I can only repeat myself here: Polarity is an ill-defined concept that has a nice potential for confusion.
In most cases, when specifying a molecule as polar, one is colloquially referring to the presence of a dipole moment, i.e. one actually categorises the molecule as dipolar. As described by ron in "Why is carbon dioxide nonpolar?", $\ce{CO2}$ has no dipole moment, it is therefore not dipolar, or colloquially it is not polar.
However, $\ce{CO2}$ has two very dipolar bonds, and a significant quadrupole moment. If one were to extend the nomenclature, one would say the molecule is quadrupolar. However, this may lead to complications down the line.
On the other hand, as I have written in the linked question, toluene is often considered an unpolar/non-polar solvent, which is not really true considering it has a small dipole moment.
There are a couple of things one can predict with the concept of polarity, and fortunately, the more complex the molecules become, the better the approximation becomes. It is small highly symmetric molecules, which break these approximations.
Related reading:
Some more extended reading by others and myself can be found in this question: What are dipole moments in a molecule supposed to act upon?
And to further the confusion: Is the triiodide ion polar?
Where to draw the line? What is practical and what not? Why is CO practically nonpolar? What is the dipole moment direction in the nitrosonium ion?
Carbon dioxide actually is polar. It is not di polar, but it has a quadrupole -- a combination of two opposing dipoles. Quadrupoles interact only weakly at a distance; the electrostatic interaction energy with an external charge falls off as $1/r^3$. But as with a dipole, a close-up external charge or dipole can interact selectively with one of the component charges by drawing close to the favored component, like the hydrogen atoms of a water molecule drawing close to one of the negatively charged oxygen atoms in the carbon dioxide quadruple.
There is also something of a "bonus". Water is best known as a dipole, but it too has a quadrupole along the line through the two hydrogen atoms (perpendicular to the dipole).
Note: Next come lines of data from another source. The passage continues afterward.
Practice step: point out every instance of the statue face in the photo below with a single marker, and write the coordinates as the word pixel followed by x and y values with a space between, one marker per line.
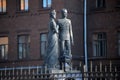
pixel 64 13
pixel 54 15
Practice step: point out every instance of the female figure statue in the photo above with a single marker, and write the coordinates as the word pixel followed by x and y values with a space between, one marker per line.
pixel 51 60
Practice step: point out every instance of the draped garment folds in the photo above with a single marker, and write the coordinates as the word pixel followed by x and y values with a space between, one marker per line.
pixel 52 49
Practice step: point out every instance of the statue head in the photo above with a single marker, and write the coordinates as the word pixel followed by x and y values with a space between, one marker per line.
pixel 53 14
pixel 64 13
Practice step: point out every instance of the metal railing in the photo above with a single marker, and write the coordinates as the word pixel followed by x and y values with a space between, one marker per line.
pixel 95 72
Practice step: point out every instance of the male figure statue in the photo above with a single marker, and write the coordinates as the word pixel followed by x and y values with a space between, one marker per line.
pixel 66 39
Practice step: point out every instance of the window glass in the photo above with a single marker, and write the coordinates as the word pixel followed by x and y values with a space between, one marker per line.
pixel 47 3
pixel 23 46
pixel 3 47
pixel 99 44
pixel 2 5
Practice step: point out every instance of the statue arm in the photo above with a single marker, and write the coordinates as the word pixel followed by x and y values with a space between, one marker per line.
pixel 55 28
pixel 71 34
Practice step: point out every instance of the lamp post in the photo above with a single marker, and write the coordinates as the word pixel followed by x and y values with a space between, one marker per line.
pixel 85 35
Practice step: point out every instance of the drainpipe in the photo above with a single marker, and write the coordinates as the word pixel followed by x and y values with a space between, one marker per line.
pixel 85 35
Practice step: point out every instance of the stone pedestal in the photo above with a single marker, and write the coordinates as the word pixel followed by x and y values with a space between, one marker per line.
pixel 69 75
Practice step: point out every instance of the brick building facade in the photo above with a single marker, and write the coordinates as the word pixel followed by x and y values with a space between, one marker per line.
pixel 23 29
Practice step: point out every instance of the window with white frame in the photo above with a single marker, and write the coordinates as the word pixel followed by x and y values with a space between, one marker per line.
pixel 3 48
pixel 43 43
pixel 47 3
pixel 3 6
pixel 22 5
pixel 119 43
pixel 23 46
pixel 100 3
pixel 99 45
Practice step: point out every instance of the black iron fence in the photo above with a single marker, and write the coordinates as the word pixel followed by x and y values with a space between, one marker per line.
pixel 96 72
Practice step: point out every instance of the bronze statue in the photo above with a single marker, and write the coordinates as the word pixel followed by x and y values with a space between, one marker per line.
pixel 51 59
pixel 66 39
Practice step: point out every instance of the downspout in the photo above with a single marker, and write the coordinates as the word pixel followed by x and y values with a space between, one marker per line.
pixel 85 35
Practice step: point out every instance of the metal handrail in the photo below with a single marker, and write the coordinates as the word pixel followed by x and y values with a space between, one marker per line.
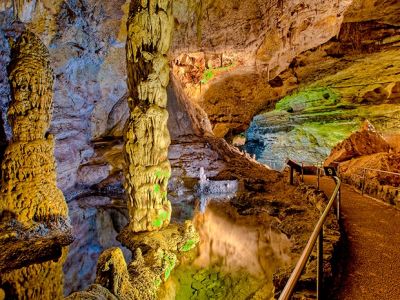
pixel 317 233
pixel 381 171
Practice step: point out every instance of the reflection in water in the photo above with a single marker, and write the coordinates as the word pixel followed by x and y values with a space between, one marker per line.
pixel 237 257
pixel 236 242
pixel 43 281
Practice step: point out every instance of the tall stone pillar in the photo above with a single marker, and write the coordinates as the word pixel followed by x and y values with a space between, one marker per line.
pixel 28 187
pixel 147 138
pixel 33 211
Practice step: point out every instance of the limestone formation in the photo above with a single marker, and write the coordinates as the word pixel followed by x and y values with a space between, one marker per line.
pixel 38 281
pixel 28 188
pixel 146 134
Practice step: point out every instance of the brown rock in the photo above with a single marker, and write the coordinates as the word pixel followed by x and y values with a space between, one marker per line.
pixel 366 141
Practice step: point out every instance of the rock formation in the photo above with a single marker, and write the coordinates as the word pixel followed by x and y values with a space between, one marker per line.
pixel 33 211
pixel 146 134
pixel 363 142
pixel 28 189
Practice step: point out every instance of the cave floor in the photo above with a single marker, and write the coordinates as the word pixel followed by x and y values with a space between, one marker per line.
pixel 370 264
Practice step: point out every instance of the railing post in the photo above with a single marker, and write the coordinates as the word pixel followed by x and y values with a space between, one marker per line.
pixel 339 198
pixel 363 182
pixel 291 175
pixel 320 264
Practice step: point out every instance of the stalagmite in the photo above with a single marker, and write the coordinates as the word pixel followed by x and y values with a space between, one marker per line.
pixel 28 188
pixel 146 134
pixel 32 208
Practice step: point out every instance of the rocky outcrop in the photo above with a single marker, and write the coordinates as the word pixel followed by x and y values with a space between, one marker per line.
pixel 146 135
pixel 37 281
pixel 33 212
pixel 29 190
pixel 363 142
pixel 368 162
pixel 365 174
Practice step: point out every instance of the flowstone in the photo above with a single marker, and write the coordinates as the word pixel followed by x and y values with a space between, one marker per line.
pixel 146 134
pixel 34 222
pixel 28 188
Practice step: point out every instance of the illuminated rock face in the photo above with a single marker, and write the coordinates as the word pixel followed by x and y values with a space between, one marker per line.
pixel 28 188
pixel 38 281
pixel 146 134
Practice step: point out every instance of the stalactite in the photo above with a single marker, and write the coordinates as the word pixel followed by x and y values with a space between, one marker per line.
pixel 28 188
pixel 146 135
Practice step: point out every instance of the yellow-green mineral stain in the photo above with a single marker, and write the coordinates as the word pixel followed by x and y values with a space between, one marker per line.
pixel 162 216
pixel 188 245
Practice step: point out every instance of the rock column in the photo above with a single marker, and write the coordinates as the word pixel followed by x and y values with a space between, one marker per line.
pixel 147 138
pixel 28 188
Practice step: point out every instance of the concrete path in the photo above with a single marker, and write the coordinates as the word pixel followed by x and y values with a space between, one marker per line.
pixel 371 259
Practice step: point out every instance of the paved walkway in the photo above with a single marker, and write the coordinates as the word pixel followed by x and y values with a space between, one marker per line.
pixel 371 258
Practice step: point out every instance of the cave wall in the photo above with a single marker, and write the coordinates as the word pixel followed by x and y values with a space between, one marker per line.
pixel 86 40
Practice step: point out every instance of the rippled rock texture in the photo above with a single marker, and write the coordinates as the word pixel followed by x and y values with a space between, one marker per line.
pixel 33 211
pixel 231 60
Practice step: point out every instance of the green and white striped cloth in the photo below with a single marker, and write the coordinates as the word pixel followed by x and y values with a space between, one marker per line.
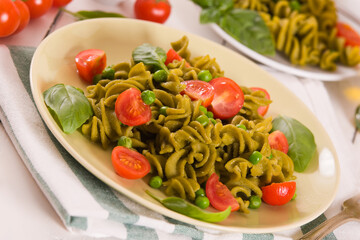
pixel 84 203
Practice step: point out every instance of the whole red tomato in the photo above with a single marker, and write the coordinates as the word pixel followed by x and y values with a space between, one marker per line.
pixel 24 14
pixel 152 10
pixel 9 18
pixel 38 7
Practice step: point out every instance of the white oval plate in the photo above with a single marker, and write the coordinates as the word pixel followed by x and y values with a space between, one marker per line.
pixel 53 62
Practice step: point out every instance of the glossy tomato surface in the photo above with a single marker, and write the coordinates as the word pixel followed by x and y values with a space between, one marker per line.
pixel 228 98
pixel 89 63
pixel 152 10
pixel 129 163
pixel 219 195
pixel 9 18
pixel 130 109
pixel 262 110
pixel 199 90
pixel 278 141
pixel 277 194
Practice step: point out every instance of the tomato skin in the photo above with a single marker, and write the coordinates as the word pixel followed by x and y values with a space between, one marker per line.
pixel 277 194
pixel 130 109
pixel 152 10
pixel 278 141
pixel 89 63
pixel 262 110
pixel 129 163
pixel 228 98
pixel 352 38
pixel 9 18
pixel 199 90
pixel 38 8
pixel 219 195
pixel 24 14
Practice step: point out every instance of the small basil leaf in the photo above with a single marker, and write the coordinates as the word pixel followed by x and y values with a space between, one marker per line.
pixel 302 146
pixel 69 107
pixel 249 28
pixel 151 56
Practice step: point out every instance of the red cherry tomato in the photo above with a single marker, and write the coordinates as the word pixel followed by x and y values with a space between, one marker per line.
pixel 89 63
pixel 262 110
pixel 152 10
pixel 38 8
pixel 228 98
pixel 352 38
pixel 129 163
pixel 130 109
pixel 278 141
pixel 24 14
pixel 219 195
pixel 277 194
pixel 199 90
pixel 60 3
pixel 9 18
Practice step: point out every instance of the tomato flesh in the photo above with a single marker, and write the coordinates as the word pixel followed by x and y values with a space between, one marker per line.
pixel 228 98
pixel 278 141
pixel 352 38
pixel 129 163
pixel 277 194
pixel 89 63
pixel 262 110
pixel 219 195
pixel 130 109
pixel 199 90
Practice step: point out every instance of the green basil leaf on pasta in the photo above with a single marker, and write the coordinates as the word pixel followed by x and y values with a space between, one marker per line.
pixel 302 146
pixel 151 56
pixel 249 28
pixel 69 107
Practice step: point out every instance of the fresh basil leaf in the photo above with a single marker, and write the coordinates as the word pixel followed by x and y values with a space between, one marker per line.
pixel 68 106
pixel 302 146
pixel 249 28
pixel 151 56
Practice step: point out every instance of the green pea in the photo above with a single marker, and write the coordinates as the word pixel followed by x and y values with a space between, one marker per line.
pixel 202 202
pixel 125 142
pixel 162 110
pixel 203 119
pixel 200 193
pixel 255 202
pixel 241 126
pixel 155 182
pixel 148 97
pixel 255 157
pixel 205 75
pixel 160 76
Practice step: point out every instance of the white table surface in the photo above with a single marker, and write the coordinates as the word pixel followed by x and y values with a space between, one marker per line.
pixel 25 213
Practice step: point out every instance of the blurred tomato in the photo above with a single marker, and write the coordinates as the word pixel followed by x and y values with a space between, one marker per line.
pixel 9 18
pixel 152 10
pixel 38 8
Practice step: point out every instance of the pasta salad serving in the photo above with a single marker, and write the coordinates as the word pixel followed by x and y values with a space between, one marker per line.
pixel 180 123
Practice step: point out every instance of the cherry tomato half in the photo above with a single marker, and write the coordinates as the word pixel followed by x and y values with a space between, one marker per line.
pixel 9 18
pixel 129 163
pixel 152 10
pixel 24 14
pixel 352 38
pixel 277 194
pixel 262 110
pixel 38 8
pixel 219 195
pixel 130 109
pixel 228 98
pixel 278 141
pixel 199 90
pixel 89 63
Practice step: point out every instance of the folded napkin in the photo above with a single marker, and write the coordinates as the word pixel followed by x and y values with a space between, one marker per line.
pixel 87 205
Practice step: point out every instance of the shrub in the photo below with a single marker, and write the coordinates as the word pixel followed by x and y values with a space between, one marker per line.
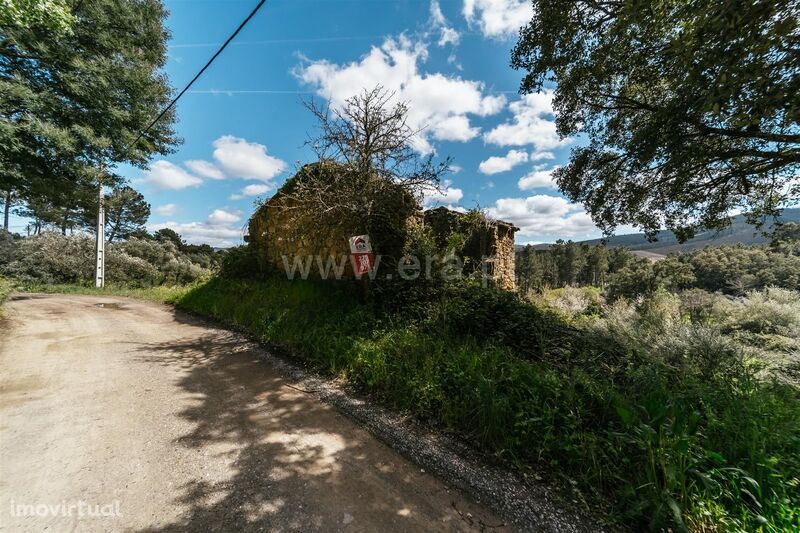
pixel 54 258
pixel 241 262
pixel 666 416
The water quadrupole has its negative charge in the middle whereas carbon dioxide has a positive charge in the middle; and the two molecules are similar in size. We therefore have a "hand in glove" situation where the water has its quadrupole aligned with the carbon dioxide quadrupole but the charges oppositely distributed, enabling every atom of the water molecule to simultaneously attract an appropriate atom from the carbon dioxide. This extra solvation interaction not only improves solubility, it gets the molecules properly arranged to combine and form (a trace of) carbonic acid.
A molecule of carbon dioxide has a slight negative charge near the oxygen and a slight positive charge near the carbon. CO2 is soluble because water molecules are attracted to these polar areas. The bond between carbon and oxygen is not as polar as the bond between hydrogen and oxygen, but it is polar enough that carbon dioxide can dissolve in water.
A molecule is said to be "non-polar" as a whole and carbon dioxide falls into this category. However, it does not mean that parts of the molecule aren't indeed polar, even if their effects cancel out when considering the whole molecule.
EDIT: So the CO2 molecule is indeed very polar and, more especially, the central carbon atom is really electrophilic. That is why it reacts with water.